A team of Microsoft researchers and designers based in the company’s Cambridge, UK, lab is taking a coding concept one step further. The team has created what they are calling a physical programming language. It’s a way for children to physically create code by connecting pods together to build programs.
In a blog post on the the Microsoft website, the system, called Project Torino, is designed to make sure that kids who have visual impairments or other challenges can participate in coding classes along with all their classmates. But Cecily Morrison, one of the researchers working on the project, is hoping the system also will be appealing and useful for all learners, regardless of whether they have visual impairments or other challenges.
“One of our key design principles was inclusion. We didn’t want to isolate these kids again,” she said. “The idea was to create something that a whole mainstream class could use, and they could use together.”
The ultimate goal is even more ambitious: To get more kids with visual impairments and other challenges, such as dyslexia or autism, on the path to becoming software engineers and computer scientists.
“It’s clear that there’s a huge opportunity in professional computing jobs,” Morrison said. “This is a great career for a lot of kids who might have difficulty accessing other careers.”
A project like this can serve two goals: Technology companies say they are struggling with a “digital skills gap” that is leaving them without enough engineers and coders to meet their needs, and experts say it can be difficult for visually impaired people to find meaningful, accessible career paths.
The World Health Organization estimates that 285 million people worldwide are blind or visually impaired, and the vast majority of those people live in low-income settings.
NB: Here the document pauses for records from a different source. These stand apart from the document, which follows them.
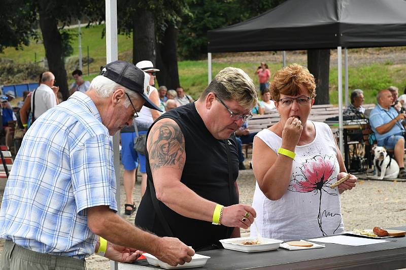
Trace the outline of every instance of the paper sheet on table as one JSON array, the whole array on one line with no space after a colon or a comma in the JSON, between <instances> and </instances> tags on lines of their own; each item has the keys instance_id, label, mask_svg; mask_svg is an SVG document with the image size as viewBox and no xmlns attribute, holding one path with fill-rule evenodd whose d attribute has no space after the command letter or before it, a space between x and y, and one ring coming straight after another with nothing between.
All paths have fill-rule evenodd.
<instances>
[{"instance_id":1,"label":"paper sheet on table","mask_svg":"<svg viewBox=\"0 0 406 270\"><path fill-rule=\"evenodd\" d=\"M322 243L331 243L332 244L339 244L340 245L346 245L347 246L364 246L365 245L379 244L380 243L388 242L380 239L370 239L369 238L362 238L361 237L348 236L334 236L322 238L309 239L307 241L320 242Z\"/></svg>"}]
</instances>

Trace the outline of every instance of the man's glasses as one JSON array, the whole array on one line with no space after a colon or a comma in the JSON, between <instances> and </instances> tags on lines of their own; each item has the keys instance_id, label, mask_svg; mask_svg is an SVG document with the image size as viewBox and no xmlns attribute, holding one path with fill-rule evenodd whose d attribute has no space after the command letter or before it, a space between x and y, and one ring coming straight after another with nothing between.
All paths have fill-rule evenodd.
<instances>
[{"instance_id":1,"label":"man's glasses","mask_svg":"<svg viewBox=\"0 0 406 270\"><path fill-rule=\"evenodd\" d=\"M243 119L243 122L245 122L248 121L248 120L249 120L251 118L252 118L252 116L253 115L252 115L252 114L251 112L250 112L249 114L247 114L246 115L243 115L242 114L239 114L238 113L234 113L234 112L231 111L231 110L230 110L230 109L228 108L228 107L227 106L227 105L224 103L224 102L223 102L223 101L221 100L219 97L216 96L216 97L217 97L217 99L219 100L219 101L220 101L220 103L222 104L223 106L224 106L225 107L225 108L227 109L227 110L228 110L228 112L230 113L230 118L231 119L232 119L233 120L234 120L234 121L238 121L238 120L240 120L240 119L241 119L242 118Z\"/></svg>"},{"instance_id":2,"label":"man's glasses","mask_svg":"<svg viewBox=\"0 0 406 270\"><path fill-rule=\"evenodd\" d=\"M131 103L131 105L132 106L132 108L134 109L134 111L135 111L135 112L134 113L134 115L131 117L131 119L134 119L134 118L137 118L137 117L138 117L139 115L137 113L137 110L136 109L136 107L134 107L134 104L133 104L132 102L131 101L131 99L130 98L130 96L128 95L128 94L127 94L126 93L125 93L125 94L127 95L127 97L128 97L128 100L130 101L130 103Z\"/></svg>"},{"instance_id":3,"label":"man's glasses","mask_svg":"<svg viewBox=\"0 0 406 270\"><path fill-rule=\"evenodd\" d=\"M299 105L307 105L309 104L309 101L311 99L311 97L306 97L306 96L301 96L298 97L296 98L292 98L291 97L285 97L284 98L281 98L278 101L279 102L281 102L281 104L282 106L284 107L287 107L288 106L290 106L292 104L293 104L293 100L296 100L296 102Z\"/></svg>"}]
</instances>

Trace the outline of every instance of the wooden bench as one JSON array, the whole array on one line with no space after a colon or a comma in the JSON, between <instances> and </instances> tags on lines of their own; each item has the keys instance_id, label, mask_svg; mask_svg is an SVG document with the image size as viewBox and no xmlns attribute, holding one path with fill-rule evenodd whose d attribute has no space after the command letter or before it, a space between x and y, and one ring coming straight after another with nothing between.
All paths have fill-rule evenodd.
<instances>
[{"instance_id":1,"label":"wooden bench","mask_svg":"<svg viewBox=\"0 0 406 270\"><path fill-rule=\"evenodd\" d=\"M375 107L375 104L366 104L363 105L365 109L373 109ZM344 111L345 107L343 108ZM313 121L325 122L328 118L339 116L339 107L331 104L314 105L310 111L309 120ZM251 132L258 132L264 129L273 126L281 120L279 113L268 113L262 115L255 115L249 121L248 128ZM369 135L368 135L369 136ZM356 142L349 142L352 144ZM245 150L246 157L248 158L249 150L252 147L252 143L243 144L243 149Z\"/></svg>"}]
</instances>

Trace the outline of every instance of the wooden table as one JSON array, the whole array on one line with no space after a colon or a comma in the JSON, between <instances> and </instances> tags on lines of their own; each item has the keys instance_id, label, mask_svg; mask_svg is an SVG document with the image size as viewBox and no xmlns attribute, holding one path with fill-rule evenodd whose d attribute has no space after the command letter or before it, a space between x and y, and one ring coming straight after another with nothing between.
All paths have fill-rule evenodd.
<instances>
[{"instance_id":1,"label":"wooden table","mask_svg":"<svg viewBox=\"0 0 406 270\"><path fill-rule=\"evenodd\" d=\"M406 226L394 228L406 230ZM406 267L406 237L389 238L391 242L365 246L325 243L326 247L290 251L278 250L246 253L227 249L199 252L210 256L202 270L247 269L391 269ZM146 260L134 264L119 263L121 270L161 269Z\"/></svg>"}]
</instances>

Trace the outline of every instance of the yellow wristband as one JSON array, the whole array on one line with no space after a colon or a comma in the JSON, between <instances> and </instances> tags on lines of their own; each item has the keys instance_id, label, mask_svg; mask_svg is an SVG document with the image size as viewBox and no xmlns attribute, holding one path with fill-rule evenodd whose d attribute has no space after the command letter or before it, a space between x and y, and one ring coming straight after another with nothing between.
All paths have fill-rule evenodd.
<instances>
[{"instance_id":1,"label":"yellow wristband","mask_svg":"<svg viewBox=\"0 0 406 270\"><path fill-rule=\"evenodd\" d=\"M98 255L104 257L107 249L107 240L101 236L99 236L99 238L100 239L100 245L99 245L98 249L96 253Z\"/></svg>"},{"instance_id":2,"label":"yellow wristband","mask_svg":"<svg viewBox=\"0 0 406 270\"><path fill-rule=\"evenodd\" d=\"M286 157L289 157L292 160L295 159L295 157L296 157L296 154L294 152L292 152L290 150L288 150L287 149L285 149L284 148L280 148L278 150L278 153L282 154L284 156L286 156Z\"/></svg>"},{"instance_id":3,"label":"yellow wristband","mask_svg":"<svg viewBox=\"0 0 406 270\"><path fill-rule=\"evenodd\" d=\"M213 213L213 222L212 224L214 225L220 225L220 222L221 218L221 214L223 212L223 206L221 205L218 204L214 208L214 212Z\"/></svg>"}]
</instances>

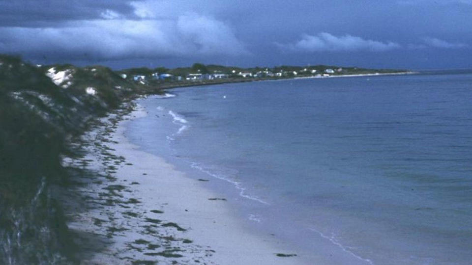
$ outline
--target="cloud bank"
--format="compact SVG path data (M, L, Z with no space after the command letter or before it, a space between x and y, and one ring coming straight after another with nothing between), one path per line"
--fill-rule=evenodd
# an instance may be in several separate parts
M384 52L400 48L394 42L366 40L355 36L336 36L326 32L316 35L304 34L295 43L277 44L279 48L291 52L358 51Z
M1 27L0 52L94 59L248 53L230 27L210 16L130 19L106 10L100 17L60 27Z
M436 38L425 38L424 41L426 45L436 48L459 49L469 47L464 43L448 42Z

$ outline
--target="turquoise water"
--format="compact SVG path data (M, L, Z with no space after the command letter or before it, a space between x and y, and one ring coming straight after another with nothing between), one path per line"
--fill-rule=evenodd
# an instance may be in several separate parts
M139 101L132 142L332 264L470 264L472 75L291 80Z

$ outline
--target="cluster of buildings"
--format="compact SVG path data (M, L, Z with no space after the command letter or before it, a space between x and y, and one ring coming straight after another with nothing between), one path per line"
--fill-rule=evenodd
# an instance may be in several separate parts
M332 69L328 68L324 69L324 71L318 72L315 69L309 69L304 68L298 72L296 71L284 71L279 70L277 71L270 71L268 68L266 68L264 70L258 71L256 72L251 72L249 71L239 71L233 70L230 74L222 73L220 71L215 71L212 74L203 74L201 73L190 73L188 74L185 77L180 76L175 76L171 74L163 73L159 74L156 72L152 73L150 76L144 75L133 75L130 78L136 81L141 82L143 84L146 83L149 80L172 80L181 81L186 80L189 81L197 81L203 80L213 80L215 79L223 79L229 78L230 77L240 77L244 78L270 78L270 77L293 77L298 75L307 76L312 75L316 76L329 76L329 75L335 74L336 72L339 73L342 72L342 68L338 68L337 69ZM125 74L121 75L121 78L126 79L127 76Z

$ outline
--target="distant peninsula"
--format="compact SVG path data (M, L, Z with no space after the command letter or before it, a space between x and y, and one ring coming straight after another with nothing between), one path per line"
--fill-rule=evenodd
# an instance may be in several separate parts
M130 242L123 241L128 244L124 247L129 251L141 253L146 245L149 251L155 250L142 254L145 256L156 259L157 256L169 261L166 259L188 258L183 257L185 254L199 262L214 253L213 250L192 245L191 240L184 238L186 229L180 226L181 224L177 224L178 220L169 217L168 222L161 224L155 218L167 216L169 211L163 213L161 209L153 208L147 212L148 215L143 216L132 212L142 202L123 196L129 196L132 186L141 186L138 182L141 180L130 180L126 186L116 183L117 170L131 168L133 163L144 164L142 160L132 163L126 160L110 147L112 143L119 143L111 134L118 130L118 122L127 119L126 115L136 108L133 100L138 97L164 94L164 89L176 87L409 73L324 65L242 68L200 63L172 69L116 71L98 65L39 65L19 57L0 54L0 242L2 246L0 264L80 264L85 257L103 254L104 251L99 246L108 247L111 239L124 238L116 236L126 229L114 226L113 221L106 221L101 215L81 215L88 216L84 219L88 221L73 221L79 214L88 214L90 209L97 207L127 209L122 210L123 215L120 218L144 222L144 226L137 227L147 228L148 231L143 233L152 234L158 243L151 243L142 238ZM106 125L105 117L108 119ZM84 138L87 132L92 134ZM90 154L101 156L101 160L98 160L102 161L103 168L88 169L88 165L98 160L95 157L88 156ZM144 171L139 175L148 173ZM92 186L99 187L88 193ZM202 205L223 200L209 194L204 199ZM110 220L116 218L110 216ZM85 224L80 226L79 223ZM87 230L89 228L90 231ZM158 229L162 233L178 232L180 237L153 232ZM97 236L98 231L103 232L102 236ZM97 246L91 242L100 244ZM196 248L192 248L194 247ZM292 254L273 254L285 253L281 252L283 250L266 250L269 254L259 258L291 257L290 260L295 262L293 259L296 257ZM136 260L133 264L152 264L153 262Z
M376 76L412 74L407 70L368 69L355 66L317 65L297 66L241 68L194 63L188 67L173 69L164 67L129 68L116 71L130 81L160 89L227 82L298 78Z

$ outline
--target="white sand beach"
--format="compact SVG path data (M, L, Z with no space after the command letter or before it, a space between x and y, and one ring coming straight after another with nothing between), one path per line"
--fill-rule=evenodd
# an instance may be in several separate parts
M104 242L99 251L90 250L85 264L305 263L299 256L290 256L295 253L273 236L245 229L222 195L206 188L206 182L187 177L129 143L124 135L126 120L146 115L135 110L113 132L107 122L88 134L95 143L85 158L65 159L106 172L106 180L79 188L92 206L69 214L69 228Z

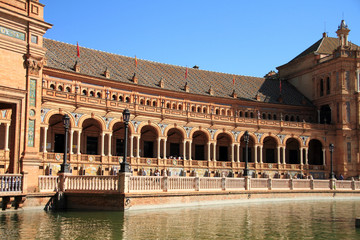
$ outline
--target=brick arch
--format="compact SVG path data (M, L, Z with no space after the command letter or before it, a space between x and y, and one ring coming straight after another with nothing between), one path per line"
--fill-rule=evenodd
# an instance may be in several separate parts
M44 117L44 121L43 123L49 125L49 120L52 116L54 116L55 114L60 114L60 115L65 115L67 114L70 117L70 127L75 127L75 119L74 116L71 114L71 112L69 111L59 111L59 110L55 110L55 109L51 109L50 111L48 111Z
M261 144L264 145L264 139L267 138L267 137L271 137L271 138L275 139L275 142L276 142L276 145L277 145L277 146L280 146L280 145L281 145L281 141L280 141L279 137L276 136L276 135L270 134L270 133L263 134L263 135L261 136L261 138L260 138L260 142L259 142L259 143L261 143ZM285 140L284 140L284 142L285 142Z
M123 122L122 119L114 118L109 123L109 128L107 130L112 132L114 130L114 125L119 123L119 122L122 123ZM135 127L134 127L134 125L133 125L133 123L131 121L129 121L128 127L129 127L129 131L130 131L131 134L135 133Z
M286 145L286 141L289 140L290 138L294 138L299 142L299 146L300 147L304 147L303 141L299 136L291 136L291 135L287 135L284 138L284 145Z
M191 132L190 132L190 134L189 134L189 138L192 139L194 133L197 132L197 131L203 132L203 133L206 135L206 137L208 138L208 141L211 140L210 132L207 131L207 130L205 130L205 129L200 129L200 128L198 128L198 127L191 129Z
M229 131L217 131L214 135L214 139L213 140L217 140L217 137L221 134L221 133L225 133L226 135L228 135L231 139L231 143L234 143L235 142L235 137L234 137L234 134L232 134L232 132L229 132Z
M325 141L324 141L324 139L322 139L322 138L318 138L318 137L309 137L308 139L307 139L307 141L306 141L306 147L309 147L309 143L310 143L310 141L311 140L318 140L320 143L321 143L321 145L322 145L322 147L324 148L326 148L326 147L328 147L328 146L326 146L326 143L325 143Z
M148 123L148 122L142 122L142 123L140 123L140 125L138 126L137 133L141 135L141 129L142 129L143 127L149 126L149 125L152 126L152 127L154 127L154 129L155 129L156 134L158 135L158 137L162 136L160 127L159 127L157 124L152 123L152 122L151 122L151 123Z
M165 130L164 130L164 137L167 137L168 132L169 132L171 129L173 129L173 128L179 130L179 131L181 132L183 138L184 138L184 139L186 138L187 134L186 134L185 129L184 129L183 127L178 127L178 126L173 126L173 125L169 125L169 126L167 126L167 127L165 128Z
M87 120L87 119L90 119L90 118L95 119L96 121L98 121L100 123L101 129L103 131L106 130L106 123L105 123L104 119L102 119L101 117L99 117L97 115L91 116L89 114L84 114L84 115L82 115L80 117L79 122L78 122L78 127L82 128L82 125L83 125L84 121Z

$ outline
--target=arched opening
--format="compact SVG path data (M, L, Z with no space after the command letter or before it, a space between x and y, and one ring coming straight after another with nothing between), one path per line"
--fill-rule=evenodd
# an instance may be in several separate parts
M286 141L285 162L287 164L300 164L300 143L295 138Z
M157 132L153 126L147 125L141 129L140 148L142 157L155 158L157 153Z
M192 159L205 160L207 157L207 142L208 138L202 131L196 131L192 138Z
M64 153L65 128L64 128L63 118L64 118L64 115L55 114L55 115L51 116L49 119L49 128L48 128L48 131L45 132L45 134L47 134L47 139L48 139L48 141L50 141L50 144L49 144L50 152ZM69 139L68 139L68 142L69 142ZM45 146L45 147L47 147L47 146Z
M273 137L266 137L263 142L263 162L276 163L277 162L277 142Z
M323 152L322 144L317 139L311 139L309 142L309 164L310 165L322 165L323 162Z
M240 146L242 146L241 148L241 162L245 162L245 156L246 156L246 143L244 141L244 136L241 137L240 140ZM252 136L249 136L249 144L248 144L248 161L249 162L254 162L255 161L255 151L254 148L255 147L255 140L253 139Z
M128 128L128 145L127 145L127 155L130 154L130 136L131 129ZM124 139L125 139L125 124L124 122L117 122L113 126L111 142L111 155L114 156L124 156Z
M184 137L178 129L176 128L170 129L167 134L166 156L183 158L184 157L183 141L184 141Z
M322 105L320 107L320 123L331 123L331 108L329 105Z
M218 161L231 160L231 137L227 133L220 133L216 138L216 152Z
M99 155L101 148L101 125L93 119L86 119L82 125L81 153Z

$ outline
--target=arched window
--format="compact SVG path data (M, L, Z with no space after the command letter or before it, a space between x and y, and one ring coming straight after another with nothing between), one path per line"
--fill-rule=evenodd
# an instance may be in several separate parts
M320 80L320 97L324 96L324 79Z
M330 94L330 78L326 78L326 94Z

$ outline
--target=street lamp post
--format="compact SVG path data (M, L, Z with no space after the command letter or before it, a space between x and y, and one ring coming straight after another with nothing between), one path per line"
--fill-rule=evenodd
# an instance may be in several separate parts
M248 162L249 162L249 132L245 131L244 133L244 141L245 141L245 169L244 169L244 176L249 176L249 169L248 169Z
M63 117L64 128L65 128L65 143L64 143L64 159L63 163L61 164L60 172L61 173L69 173L70 172L70 164L67 161L67 141L68 141L68 134L69 134L69 127L70 127L70 117L65 114Z
M125 109L123 111L123 120L125 124L125 139L124 139L124 158L122 163L120 164L120 172L130 172L129 163L126 161L127 157L127 142L128 142L128 125L130 120L130 111L129 109Z
M332 161L332 154L334 152L334 144L330 143L329 145L329 150L330 150L330 178L334 178L334 171L333 171L333 161Z

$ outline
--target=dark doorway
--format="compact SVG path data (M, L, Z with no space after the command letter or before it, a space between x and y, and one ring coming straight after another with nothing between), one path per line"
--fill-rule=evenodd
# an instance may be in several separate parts
M251 148L248 148L248 156L249 156L248 161L252 162ZM245 162L245 158L246 158L246 147L243 148L243 160L244 160L244 162Z
M299 164L297 150L289 150L289 164Z
M219 161L228 160L228 147L219 146Z
M329 105L323 105L320 108L320 123L331 123L331 108Z
M86 138L86 154L97 155L98 138L87 137Z
M180 144L170 143L170 156L173 156L173 157L180 156Z
M55 134L54 152L64 153L65 134Z
M116 156L124 156L124 139L116 139Z
M205 160L205 146L204 145L195 145L195 159L196 160Z
M154 142L144 141L144 157L154 157Z
M266 149L266 162L275 163L275 149L273 148Z

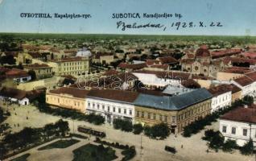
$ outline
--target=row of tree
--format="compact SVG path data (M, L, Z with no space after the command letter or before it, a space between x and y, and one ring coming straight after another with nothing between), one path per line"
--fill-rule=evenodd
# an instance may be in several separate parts
M254 154L254 143L252 139L250 139L244 146L239 147L235 140L228 139L225 141L220 131L214 131L213 130L208 130L204 131L204 136L202 139L209 142L209 147L218 151L222 150L226 152L232 152L233 150L239 150L242 155Z
M144 131L144 134L152 138L164 139L170 135L170 130L166 123L159 123L152 126L142 124L133 125L130 120L116 118L113 122L114 128L126 132L133 132L134 134L139 134Z
M49 138L64 137L68 131L68 122L60 119L54 124L47 124L43 128L25 127L19 132L8 134L0 142L0 159L9 151L29 147Z
M246 96L242 100L237 100L235 102L229 107L221 109L218 111L206 116L205 118L195 121L184 128L183 136L190 137L192 134L197 134L203 130L206 126L211 125L212 122L216 122L220 116L224 114L244 105L251 105L254 102L254 97L250 96Z

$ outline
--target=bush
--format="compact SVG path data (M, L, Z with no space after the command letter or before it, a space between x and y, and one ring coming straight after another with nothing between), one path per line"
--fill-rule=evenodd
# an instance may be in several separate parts
M237 142L235 140L228 139L224 144L222 147L223 151L231 152L233 149L236 149L237 147Z
M113 121L113 125L114 129L120 129L126 132L133 130L133 124L129 120L116 118Z
M142 125L138 123L138 124L134 124L134 134L139 134L142 132L143 127Z
M249 155L254 154L254 142L250 139L243 147L240 148L240 152L242 155Z
M131 159L136 155L135 147L132 146L124 150L123 151L122 151L122 155L124 155L124 157L122 159L122 161L126 161L126 160Z
M175 147L168 147L168 146L165 146L164 150L167 151L169 151L172 154L175 154L177 152L177 151Z

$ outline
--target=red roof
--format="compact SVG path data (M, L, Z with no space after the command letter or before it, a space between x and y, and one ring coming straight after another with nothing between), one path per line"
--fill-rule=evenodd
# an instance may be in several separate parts
M221 116L221 119L256 123L255 105L249 106L247 108L238 107Z
M12 68L6 72L6 76L7 78L19 78L26 77L29 75L26 71L19 68Z
M117 89L92 89L89 97L119 101L133 102L138 96L138 93Z
M159 57L158 59L159 60L162 64L169 64L179 62L177 60L175 60L174 57L171 56Z
M207 45L202 45L196 52L196 57L209 57L210 52L208 50Z
M55 94L69 94L74 97L85 98L89 91L78 88L61 87L57 89L50 90L49 92Z
M29 64L29 65L26 65L25 68L52 68L52 67L50 67L49 65L46 64Z
M118 67L121 68L141 69L147 67L147 64L146 63L134 64L126 64L126 63L120 63Z

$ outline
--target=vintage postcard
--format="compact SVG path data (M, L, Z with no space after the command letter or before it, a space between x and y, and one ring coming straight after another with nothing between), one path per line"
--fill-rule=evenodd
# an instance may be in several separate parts
M256 1L0 0L0 161L253 161Z

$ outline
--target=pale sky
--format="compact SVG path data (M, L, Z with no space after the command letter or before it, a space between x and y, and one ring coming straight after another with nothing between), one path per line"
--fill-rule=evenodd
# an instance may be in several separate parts
M22 19L21 13L89 14L91 19ZM178 19L111 19L114 13L181 14ZM0 32L256 35L255 0L0 0ZM117 29L117 22L163 29ZM222 27L175 30L173 22L221 22Z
In the United Kingdom alone, the Royal National Institute of Blind People says only one in four working age adults who are blind or partially sighted are doing paid work.
Steve Tyler, head of solutions, strategy and planning for the Royal National Institute of Blind People, which is working with Morrison on the project, said coding has often been thought of as a promising career path for people with visual impairments. In recent years, however, computer science has come to rely much more on pictorial, graphical and conceptual coding methods, making it harder for kids with visual impairments to get exposed to the field.
Tyler said systems like Project Torino could help provide that path.
“This, for us, was a core reason for running with a project like this and supporting it,” Tyler said.
Tyler, who has a background in education, also said there is currently a woeful lack of resources for visually impaired children who have an interest in coding or more generally are ready for an introduction to mathematical and strategic thinking. That’s a huge problem because a child’s first introduction to these concepts can be a make or break moment for whether they end up being interested in pursuing a career in those types of fields.
Traditionally, Tyler said teachers have used chess to teach those kinds of strategic concepts to visually impaired children.
“I see this project a little bit like that,” he said. “It brings to life, in a 21st century way, that kind of ability to teach children these new concepts.”